After taking formal possession of Paris and holding a great meeting of the Estates of the French realm at Rouen, Henry returned in triumph to England with his young wife. He had reached a pitch of success in war such as no English king had ever attained before, and the nation, blinded by the personal merits of its king and gorged with the plunder of France, forgave him all his faults. The waste of life and money, the never-ending persecution of the Lollards, the precarious tenure of the conquests in France—due, in sober truth, merely to the aid of the Burgundian faction—were all forgotten.

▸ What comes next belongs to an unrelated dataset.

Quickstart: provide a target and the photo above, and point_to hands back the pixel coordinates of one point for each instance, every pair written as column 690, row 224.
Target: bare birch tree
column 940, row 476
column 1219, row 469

Defeat of the English at Beaugé.
Henry had not long been in England, when bad news crossed the Channel after him. He had left his brother Thomas, Duke of Clarence, with a small army, to hold Maine against the Dauphin's adherents. But the Armagnac bands had lately been strengthened by succours from Scotland, under the Earl of Buchan, the son of the regent Albany. For, although the King of Scots had been a prisoner in English hands for ten years and more, his subjects and his uncle the regent were not thereby constrained to keep the peace with England. Pushing forward rashly to attack the Scots and Armagnacs, Clarence was routed and slain at Beaugé (1421). The enemy at once overran Maine, and began to infest the borders of Normandy.
Henry's third expedition.
This compelled the king to cross once more over the sea in order to repair his brother's disastrous defeat. In a campaign extending from the summer of 1421 to that of the following year, he cleared the Dauphin's army out of their foothold north of the Loire, and then proceeded to starve out one by one their isolated strongholds in the north of France, the chief of which were Dreux and Meaux.
Siege of Meaux.—Death of Henry.
It was during the siege of Meaux, which continued all the winter of 1421 and spring of 1422, that Henry's health began to give dangerous signs of breaking up. He had been campaigning from his boyhood, and had never hitherto shown any weakness of constitution. But the winter colds of 1421-2, or the camp-fever bred in the trenches during the long siege of Meaux, had brought him very low. He was carried back toward Paris in a desperate state of weakness from ague and dysentery. Soon after, to the horror and dismay of the English and their French partisans, he died at the castle of Vincennes on August 31, 1422, before he had attained his thirty-fifth year.